PubMed, Scopus, Web of Science, Embase, and Cochrane databases were searched from 1982 up to 2022. A meta-analysis of pooled BC recurrence rates was stratified for studies with ≤3-y vs. >3-y recurrence-free survival (RFS) endpoints and the strain of BCG. Sensitivity analysis, sub-group analysis, and meta-regression were implemented to investigate the contribution of moderators to heterogeneity. A random-effect network meta-analysis was performed to compare BCG strains on a multi-treatment level.
In total, n = 62 series with n = 15,412 patients in n = 100 study arms and n = 10 different BCG strains were reviewed. BCG Tokyo 172 exhibited the lowest pooled BC recurrence rate among studies with ≤3-y RFS (0.22 (95%CI 0.16-0.28). No clinically relevant difference was noted among strains at >3-y RFS outcomes.

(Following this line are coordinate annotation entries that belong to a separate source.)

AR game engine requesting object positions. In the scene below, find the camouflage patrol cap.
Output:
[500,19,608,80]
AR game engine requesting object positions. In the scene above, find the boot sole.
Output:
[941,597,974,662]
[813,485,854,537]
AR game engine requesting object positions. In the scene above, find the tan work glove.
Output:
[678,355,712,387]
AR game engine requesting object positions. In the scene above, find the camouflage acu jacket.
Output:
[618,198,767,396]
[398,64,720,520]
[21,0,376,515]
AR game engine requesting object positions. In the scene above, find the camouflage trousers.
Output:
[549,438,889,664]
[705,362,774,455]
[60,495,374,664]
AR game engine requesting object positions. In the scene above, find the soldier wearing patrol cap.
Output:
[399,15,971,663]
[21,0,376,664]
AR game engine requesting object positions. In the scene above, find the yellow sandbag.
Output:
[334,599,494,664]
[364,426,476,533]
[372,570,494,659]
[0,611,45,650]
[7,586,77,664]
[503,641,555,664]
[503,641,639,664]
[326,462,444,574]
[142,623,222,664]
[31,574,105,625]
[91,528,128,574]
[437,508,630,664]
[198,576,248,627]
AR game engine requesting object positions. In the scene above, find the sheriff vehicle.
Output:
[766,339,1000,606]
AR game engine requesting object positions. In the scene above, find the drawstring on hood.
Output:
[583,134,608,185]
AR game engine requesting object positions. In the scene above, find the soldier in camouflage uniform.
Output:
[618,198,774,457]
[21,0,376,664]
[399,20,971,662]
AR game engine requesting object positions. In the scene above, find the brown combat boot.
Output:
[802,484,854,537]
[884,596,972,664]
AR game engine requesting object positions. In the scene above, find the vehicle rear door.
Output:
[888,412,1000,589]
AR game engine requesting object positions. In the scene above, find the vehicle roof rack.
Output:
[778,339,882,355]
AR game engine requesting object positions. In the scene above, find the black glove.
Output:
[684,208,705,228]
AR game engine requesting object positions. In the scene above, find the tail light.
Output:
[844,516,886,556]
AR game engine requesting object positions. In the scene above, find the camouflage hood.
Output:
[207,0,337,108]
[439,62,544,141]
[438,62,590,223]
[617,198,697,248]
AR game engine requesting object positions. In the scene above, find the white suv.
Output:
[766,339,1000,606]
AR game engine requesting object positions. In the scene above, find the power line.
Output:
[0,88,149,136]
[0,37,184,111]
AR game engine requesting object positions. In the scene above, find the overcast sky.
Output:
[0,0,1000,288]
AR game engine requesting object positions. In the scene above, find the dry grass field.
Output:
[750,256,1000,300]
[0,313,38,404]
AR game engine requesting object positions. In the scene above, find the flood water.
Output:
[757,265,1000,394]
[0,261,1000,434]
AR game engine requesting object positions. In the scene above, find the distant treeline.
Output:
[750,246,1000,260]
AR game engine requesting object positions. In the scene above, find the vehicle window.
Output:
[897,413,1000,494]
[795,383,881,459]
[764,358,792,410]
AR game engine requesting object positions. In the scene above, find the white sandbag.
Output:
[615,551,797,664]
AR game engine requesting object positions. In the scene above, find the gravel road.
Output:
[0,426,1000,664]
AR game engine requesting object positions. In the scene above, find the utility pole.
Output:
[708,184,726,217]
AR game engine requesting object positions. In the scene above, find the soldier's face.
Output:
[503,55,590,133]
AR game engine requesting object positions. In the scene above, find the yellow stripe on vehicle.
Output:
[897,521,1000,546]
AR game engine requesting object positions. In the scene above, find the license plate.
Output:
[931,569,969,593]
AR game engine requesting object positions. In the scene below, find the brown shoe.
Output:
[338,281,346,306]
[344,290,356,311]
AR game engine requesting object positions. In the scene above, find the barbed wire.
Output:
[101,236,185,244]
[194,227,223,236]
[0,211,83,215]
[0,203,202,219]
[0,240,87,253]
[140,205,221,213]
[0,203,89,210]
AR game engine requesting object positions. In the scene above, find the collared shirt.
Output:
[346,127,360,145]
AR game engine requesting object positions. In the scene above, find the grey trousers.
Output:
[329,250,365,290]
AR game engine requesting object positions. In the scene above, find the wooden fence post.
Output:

Sub-group and meta-regression analyses highlighted the influence of NMIBC risk-group classification and previous intravesical treated categories. Out of the n = 11 studies with n = 7 BCG strains included in the network, BCG RIVM, Tice, and Tokyo 172 presented with the best-predicted probability for efficacy, yet no single strain was significantly superior to another in preventing BC recurrence risk.
We did not identify a BCG stain providing a clinically significant lower BC recurrence rate. While these findings might discourage investment in future head-to-head randomized comparison, we were, however, able to highlight some potential enhanced benefits from the genetically different BCG RIVM, Tice, and Tokyo 172. This evidence would support the use of such strains for future BCG trials in NMIBCs.